Egon Papior (2. von rechts), Vewaltungsleiter des Diakonie Klinikums Bethesda , eröffnete den Freudenberger Gelenktag. Die Chirurgen Dr. Bernd Fillmann aus dem St. Josef-Hospital in Bonn sowie Dr. Birgit Schulz, Dr. Marius Passon und Dr. Patrick Sweeney aus dem Diakonie Klinikum Bethesda (von links) informierten über seltene Diagnosen.

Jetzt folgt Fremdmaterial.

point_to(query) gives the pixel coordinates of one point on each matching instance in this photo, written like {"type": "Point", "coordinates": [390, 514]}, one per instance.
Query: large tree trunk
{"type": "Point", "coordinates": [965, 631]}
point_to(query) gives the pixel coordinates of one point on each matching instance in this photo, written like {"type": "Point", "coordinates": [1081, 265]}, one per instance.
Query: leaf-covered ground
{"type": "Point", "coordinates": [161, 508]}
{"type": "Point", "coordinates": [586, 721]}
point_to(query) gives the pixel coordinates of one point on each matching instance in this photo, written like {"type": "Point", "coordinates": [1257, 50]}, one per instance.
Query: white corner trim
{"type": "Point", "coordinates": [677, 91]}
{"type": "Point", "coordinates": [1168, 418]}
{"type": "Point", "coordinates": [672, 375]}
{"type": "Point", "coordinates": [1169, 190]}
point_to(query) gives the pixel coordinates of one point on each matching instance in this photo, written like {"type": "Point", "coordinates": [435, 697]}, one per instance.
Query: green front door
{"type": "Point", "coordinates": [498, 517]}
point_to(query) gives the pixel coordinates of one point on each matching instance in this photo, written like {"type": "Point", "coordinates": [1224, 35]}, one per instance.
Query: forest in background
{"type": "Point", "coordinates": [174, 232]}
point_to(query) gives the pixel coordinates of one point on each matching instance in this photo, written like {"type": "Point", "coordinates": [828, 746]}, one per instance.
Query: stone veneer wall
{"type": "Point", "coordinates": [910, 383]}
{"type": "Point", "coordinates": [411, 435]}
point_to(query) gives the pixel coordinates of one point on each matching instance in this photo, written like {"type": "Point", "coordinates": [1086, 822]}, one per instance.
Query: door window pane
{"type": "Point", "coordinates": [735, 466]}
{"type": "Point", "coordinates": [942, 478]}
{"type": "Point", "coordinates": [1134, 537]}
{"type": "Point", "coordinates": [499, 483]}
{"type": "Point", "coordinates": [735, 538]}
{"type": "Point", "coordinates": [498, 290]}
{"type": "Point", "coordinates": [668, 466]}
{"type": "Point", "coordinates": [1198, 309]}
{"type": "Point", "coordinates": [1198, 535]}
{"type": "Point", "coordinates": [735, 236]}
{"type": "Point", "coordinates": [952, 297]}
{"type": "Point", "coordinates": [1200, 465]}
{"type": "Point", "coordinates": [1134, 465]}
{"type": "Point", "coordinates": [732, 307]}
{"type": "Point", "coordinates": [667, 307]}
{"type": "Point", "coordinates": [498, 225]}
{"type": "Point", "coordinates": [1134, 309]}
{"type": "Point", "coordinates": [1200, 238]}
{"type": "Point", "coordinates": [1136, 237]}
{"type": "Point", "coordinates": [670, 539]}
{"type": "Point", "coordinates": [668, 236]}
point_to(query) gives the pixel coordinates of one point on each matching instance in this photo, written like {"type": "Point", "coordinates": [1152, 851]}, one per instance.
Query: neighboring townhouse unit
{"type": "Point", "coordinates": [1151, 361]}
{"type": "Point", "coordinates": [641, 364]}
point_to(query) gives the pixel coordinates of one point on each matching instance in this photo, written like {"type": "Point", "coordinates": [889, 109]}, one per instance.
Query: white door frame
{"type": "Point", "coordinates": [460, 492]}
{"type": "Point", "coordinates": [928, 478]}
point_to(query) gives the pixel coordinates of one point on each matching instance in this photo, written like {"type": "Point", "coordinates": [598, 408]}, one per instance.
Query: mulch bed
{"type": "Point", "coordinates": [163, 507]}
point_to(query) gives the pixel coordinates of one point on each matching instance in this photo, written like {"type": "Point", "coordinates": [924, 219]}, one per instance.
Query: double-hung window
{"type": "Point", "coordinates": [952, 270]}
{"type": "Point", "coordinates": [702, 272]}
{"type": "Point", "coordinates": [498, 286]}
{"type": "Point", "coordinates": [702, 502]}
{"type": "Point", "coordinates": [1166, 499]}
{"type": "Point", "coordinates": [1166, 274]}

Schulterspezialistin Dr. Birgit Schulz ging auf Verletzungen der sogenannten Subscapularis-Sehne ein. Diese reißt häufig bei Treppenstürzen oder verschleißt bei älteren Menschen. „In der Fachliteratur wird die Sehne erst seit acht Jahren ausführlicher erwähnt“, sagte Schulz. „Dabei verursacht sie gar nicht selten Beschwerden.“  Weniger oft leiden hingegen Patienten unter dem Halsrippensyndrom, das Dr. Marius Passon, Chefarzt der Allgemein-, Viszeral- und Gefäßchirurgie, vorstellte. Hierbei sind in Höhe der oberen Rippen einige Blutgefäße eingeengt, was zu Schmerzen und Gefühlsstörungen in Armen und Händen führt. „Konservative Behandlungen wie Wärmetherapie oder Massagen sollten immer die erste Wahl sein“, erläuterte Passon. „Die Operation ist kompliziert und birgt Risiken.“ Über einen seltenen Fall anderer Art berichtete der Bonner Chirurg Dr. Bernd Fillmann. Er erlebte bei einer Patientin ungewöhnliche Komplikationen nach einem Bruch im Handgelenk. Nach längerer Suche fanden die Ärzte die Ursache: Die Frau hatte sich Wochen vor dem Knochenbruch bei der Gartenarbeit eine Schramme zugezogen und mit Tetanus infiziert. „Das kommt in Deutschland weniger als zehnmal jährlich vor“, sagte Fillmann. „Aber der Fall zeigt, dass es sich lohnt, manchmal auch ungewöhnliche Dinge zu bedenken.“

Auch für das kommende Jahr planen die Organisatoren Dr. Birgit Schulz und Dr. Patrick Sweeney wieder einen Gelenktag. „Das Angebot hat sich etabliert, offenbar kommt unser Konzept gut an“, sagte Egon Papior, Verwaltungsleiter des Diakonie Klinikums Bethesda. Das zeigen auch die Besucherzahlen – weil die ursprünglichen Räumlichkeiten in Freudenberg zu klein geworden sind, fand die Veranstaltung bereits zum zweiten Mal im Haus der Siegerländer Wirtschaft statt.